Si era in effetti ventilata l’ipotesi di approfittarne per chiudere il museo e procedere con necessari lavori di sistemazione. Ma Sylvian Bellenger, direttore francoamericano del Museo e Real Bosco di Capodimonte, ha rifiutato categorico. Il museo non chiuderà mai. Manutenzione se ne farà, ci saranno operazioni di restauro e riqualificazione, verrà aperto un nuovo ristorante e saranno implementati l’impianto di illuminazione e di climatizzazione, ma i visitatori potranno sempre entrare, pagando il prezzo pieno. Di certo c’è anche che, finiti i lavori (e rientrate le opere), la gestione degli spazi sarà in mano a un privato per i prossimi vent’anni.
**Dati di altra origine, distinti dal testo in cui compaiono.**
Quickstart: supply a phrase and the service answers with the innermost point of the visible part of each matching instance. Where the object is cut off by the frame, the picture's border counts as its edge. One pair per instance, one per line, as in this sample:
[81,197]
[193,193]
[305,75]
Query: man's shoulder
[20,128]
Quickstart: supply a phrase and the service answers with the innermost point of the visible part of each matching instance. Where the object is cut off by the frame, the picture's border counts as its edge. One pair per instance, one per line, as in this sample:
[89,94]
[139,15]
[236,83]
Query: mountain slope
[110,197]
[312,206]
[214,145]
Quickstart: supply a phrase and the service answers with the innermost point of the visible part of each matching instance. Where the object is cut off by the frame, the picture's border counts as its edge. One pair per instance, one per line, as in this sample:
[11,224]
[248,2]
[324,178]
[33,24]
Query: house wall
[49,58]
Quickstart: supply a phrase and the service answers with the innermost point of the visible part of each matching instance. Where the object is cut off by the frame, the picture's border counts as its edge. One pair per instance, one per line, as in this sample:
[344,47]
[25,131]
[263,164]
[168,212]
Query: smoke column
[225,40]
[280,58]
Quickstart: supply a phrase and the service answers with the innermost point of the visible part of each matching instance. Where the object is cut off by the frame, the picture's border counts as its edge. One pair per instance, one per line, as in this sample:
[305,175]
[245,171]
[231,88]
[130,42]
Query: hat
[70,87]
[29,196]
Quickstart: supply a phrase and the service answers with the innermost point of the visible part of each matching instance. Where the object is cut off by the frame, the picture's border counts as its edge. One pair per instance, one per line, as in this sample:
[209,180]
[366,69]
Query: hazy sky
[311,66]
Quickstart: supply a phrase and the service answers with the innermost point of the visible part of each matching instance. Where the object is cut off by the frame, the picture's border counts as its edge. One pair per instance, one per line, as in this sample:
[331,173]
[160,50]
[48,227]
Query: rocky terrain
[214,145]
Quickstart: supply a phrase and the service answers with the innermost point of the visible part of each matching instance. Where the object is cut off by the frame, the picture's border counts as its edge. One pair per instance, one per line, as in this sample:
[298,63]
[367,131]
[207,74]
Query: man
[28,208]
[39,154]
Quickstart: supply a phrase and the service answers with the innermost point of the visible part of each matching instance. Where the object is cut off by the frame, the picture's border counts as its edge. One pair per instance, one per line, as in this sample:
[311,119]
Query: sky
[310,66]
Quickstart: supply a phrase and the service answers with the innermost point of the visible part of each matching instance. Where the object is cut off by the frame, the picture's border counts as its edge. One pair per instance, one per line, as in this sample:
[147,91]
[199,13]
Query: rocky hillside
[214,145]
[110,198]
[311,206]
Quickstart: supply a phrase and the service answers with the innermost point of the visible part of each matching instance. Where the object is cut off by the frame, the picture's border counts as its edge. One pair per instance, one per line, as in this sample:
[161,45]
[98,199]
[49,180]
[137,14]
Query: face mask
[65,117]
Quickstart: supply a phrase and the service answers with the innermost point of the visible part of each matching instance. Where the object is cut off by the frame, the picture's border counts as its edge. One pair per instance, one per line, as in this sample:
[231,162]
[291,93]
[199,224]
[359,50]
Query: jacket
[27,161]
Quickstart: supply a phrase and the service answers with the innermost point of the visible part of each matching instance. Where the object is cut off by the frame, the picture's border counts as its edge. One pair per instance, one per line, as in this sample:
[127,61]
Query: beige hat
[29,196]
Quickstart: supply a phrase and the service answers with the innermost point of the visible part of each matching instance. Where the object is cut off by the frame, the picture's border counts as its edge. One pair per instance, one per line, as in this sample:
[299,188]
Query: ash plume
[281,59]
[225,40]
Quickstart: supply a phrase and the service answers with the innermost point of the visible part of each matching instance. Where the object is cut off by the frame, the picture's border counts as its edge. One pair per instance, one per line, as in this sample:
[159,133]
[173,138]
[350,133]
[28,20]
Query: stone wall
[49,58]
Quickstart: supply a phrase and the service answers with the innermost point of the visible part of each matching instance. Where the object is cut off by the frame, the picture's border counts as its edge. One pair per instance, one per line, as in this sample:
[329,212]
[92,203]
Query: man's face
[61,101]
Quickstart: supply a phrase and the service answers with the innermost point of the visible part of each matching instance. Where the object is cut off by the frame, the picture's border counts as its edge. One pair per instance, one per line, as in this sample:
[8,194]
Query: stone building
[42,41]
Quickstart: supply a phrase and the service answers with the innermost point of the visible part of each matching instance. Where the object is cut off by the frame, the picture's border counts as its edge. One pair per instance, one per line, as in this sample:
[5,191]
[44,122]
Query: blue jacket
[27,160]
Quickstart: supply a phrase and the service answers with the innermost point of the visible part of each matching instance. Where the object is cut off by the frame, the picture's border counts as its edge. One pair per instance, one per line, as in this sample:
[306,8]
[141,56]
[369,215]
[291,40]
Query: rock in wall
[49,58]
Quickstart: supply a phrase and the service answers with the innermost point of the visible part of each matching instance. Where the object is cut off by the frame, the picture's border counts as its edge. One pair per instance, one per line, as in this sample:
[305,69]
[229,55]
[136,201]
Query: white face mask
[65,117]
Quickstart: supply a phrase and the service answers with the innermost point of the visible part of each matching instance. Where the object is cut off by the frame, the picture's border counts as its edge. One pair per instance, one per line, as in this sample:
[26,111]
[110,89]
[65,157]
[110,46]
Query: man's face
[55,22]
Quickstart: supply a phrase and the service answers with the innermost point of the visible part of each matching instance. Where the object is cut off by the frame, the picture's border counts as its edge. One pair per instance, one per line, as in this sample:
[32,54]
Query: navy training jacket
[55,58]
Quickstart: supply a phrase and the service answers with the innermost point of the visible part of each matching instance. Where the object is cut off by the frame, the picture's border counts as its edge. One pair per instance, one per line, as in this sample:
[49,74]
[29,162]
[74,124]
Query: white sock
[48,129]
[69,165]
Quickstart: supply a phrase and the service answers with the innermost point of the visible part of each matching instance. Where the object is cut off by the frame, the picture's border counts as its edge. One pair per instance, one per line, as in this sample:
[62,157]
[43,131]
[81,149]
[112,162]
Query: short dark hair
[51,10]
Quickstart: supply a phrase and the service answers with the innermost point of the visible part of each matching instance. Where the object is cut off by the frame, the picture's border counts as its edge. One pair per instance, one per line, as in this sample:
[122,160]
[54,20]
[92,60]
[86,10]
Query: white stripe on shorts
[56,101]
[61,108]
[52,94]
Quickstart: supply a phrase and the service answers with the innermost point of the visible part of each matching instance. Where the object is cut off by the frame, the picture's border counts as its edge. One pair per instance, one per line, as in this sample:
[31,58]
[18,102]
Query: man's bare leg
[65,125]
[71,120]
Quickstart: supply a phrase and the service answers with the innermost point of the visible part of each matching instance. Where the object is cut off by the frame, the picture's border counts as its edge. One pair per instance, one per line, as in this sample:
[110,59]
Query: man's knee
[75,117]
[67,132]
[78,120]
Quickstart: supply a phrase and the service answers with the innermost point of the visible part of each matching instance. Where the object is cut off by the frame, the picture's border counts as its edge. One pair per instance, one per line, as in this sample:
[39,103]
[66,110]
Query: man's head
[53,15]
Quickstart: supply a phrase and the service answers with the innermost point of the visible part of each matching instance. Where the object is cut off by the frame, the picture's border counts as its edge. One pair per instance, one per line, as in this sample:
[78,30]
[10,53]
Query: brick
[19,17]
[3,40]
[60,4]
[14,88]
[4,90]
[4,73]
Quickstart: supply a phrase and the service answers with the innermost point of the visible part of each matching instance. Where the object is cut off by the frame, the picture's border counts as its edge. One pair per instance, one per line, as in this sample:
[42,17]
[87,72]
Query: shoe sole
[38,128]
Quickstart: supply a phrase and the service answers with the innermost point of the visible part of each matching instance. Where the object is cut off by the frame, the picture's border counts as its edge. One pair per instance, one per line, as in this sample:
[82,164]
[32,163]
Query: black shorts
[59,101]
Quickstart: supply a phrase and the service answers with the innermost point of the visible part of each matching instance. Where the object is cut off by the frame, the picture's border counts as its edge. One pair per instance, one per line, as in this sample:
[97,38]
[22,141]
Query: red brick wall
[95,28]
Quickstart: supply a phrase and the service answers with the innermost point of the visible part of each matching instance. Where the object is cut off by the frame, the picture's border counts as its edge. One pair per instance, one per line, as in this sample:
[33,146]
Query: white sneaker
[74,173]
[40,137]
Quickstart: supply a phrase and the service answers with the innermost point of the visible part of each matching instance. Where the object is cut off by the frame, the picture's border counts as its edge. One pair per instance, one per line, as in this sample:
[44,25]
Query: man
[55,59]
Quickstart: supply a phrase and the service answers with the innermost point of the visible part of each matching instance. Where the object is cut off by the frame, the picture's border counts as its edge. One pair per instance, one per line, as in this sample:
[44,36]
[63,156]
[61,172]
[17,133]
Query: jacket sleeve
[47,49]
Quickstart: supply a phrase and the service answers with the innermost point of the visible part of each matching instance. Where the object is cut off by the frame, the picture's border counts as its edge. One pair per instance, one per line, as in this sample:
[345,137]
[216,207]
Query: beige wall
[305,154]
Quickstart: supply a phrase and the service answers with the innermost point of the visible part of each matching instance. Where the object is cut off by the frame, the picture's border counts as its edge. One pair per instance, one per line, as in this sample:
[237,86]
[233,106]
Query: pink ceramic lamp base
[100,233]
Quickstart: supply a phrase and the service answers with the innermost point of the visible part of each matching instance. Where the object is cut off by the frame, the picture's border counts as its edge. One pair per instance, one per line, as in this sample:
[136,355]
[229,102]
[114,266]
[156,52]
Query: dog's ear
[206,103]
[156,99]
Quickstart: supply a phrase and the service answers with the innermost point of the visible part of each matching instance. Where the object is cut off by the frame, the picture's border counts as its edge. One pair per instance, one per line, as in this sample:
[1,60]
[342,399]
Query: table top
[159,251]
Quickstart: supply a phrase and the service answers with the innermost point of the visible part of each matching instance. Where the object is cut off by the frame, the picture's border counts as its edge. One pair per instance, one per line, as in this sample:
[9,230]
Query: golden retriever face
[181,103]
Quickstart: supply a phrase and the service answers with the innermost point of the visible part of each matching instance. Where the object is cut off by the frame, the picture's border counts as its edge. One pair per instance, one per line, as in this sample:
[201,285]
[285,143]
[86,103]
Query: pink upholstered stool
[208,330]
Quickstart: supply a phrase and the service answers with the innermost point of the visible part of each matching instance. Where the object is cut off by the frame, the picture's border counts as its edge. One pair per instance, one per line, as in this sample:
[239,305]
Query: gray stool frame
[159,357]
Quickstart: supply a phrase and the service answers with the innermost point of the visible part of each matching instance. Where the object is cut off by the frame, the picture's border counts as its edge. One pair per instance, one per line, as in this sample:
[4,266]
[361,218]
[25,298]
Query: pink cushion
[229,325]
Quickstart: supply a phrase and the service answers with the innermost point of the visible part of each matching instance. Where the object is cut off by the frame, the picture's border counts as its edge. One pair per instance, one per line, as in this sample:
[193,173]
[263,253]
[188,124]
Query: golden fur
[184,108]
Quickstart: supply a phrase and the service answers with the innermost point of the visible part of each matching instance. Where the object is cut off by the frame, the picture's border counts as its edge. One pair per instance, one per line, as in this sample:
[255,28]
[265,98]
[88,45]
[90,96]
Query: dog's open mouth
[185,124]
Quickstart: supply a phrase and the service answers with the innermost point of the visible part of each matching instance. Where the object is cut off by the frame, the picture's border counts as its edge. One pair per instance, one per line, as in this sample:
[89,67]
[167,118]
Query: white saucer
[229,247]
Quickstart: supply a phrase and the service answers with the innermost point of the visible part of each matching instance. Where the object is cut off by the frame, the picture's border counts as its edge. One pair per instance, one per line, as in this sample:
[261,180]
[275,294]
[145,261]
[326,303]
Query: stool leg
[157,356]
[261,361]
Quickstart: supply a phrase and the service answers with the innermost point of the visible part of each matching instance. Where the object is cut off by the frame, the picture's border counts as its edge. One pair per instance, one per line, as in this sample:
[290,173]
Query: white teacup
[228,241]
Milano punta invece sul raddoppio del Museo del Novecento di piazza del Duomo. Nel 2021 il Comune ha aperto un concorso di progettazione, vinto dal gruppo capitanato dall’architetta Sonia Calzoni, per adattare a centro espositivo la seconda torre dell’Arengario. Sembrava tutto a posto. Approvato il progetto di fattibilità, il Comune aveva dato il via all’iter per l’ampliamento del museo. Potevano contare anche sulla generosità di Giuseppina Antognini, mecenate milanese disposta a donare cinque milioni di euro e un primo nucleo di opere del XX secolo. Poi silenzio assoluto, interrotto solo dalla polemica sulla passerella, ovvero sul collegamento tra i due corpi dell’Arengario, fatto di cristallo e posto a 19 metri d’altezza per cui la soprintendenza non si era mostrata entusiasta. Poi dei progetti esecutivi non si è più saputo nulla. Esclusi i fondi del Pnrr, non si capisce nemmeno come potrebbe essere finanziato. Quello che è certo è che la seconda torre dell’Arengario, scelta dall’Amministrazione per ospitare il nuovo museo, avrebbe potuto essere il pezzo più appetibile dell’adiacente palazzo affacciato sul Piazza del Duomo, messo a bando dal Comune per ospitare un nuovo hotel di lusso. Il bando è andato deserto. Sarà un caso. Ma la piazza del Duomo al momento resta senza il nuovo museo e senza il nuovo albergo.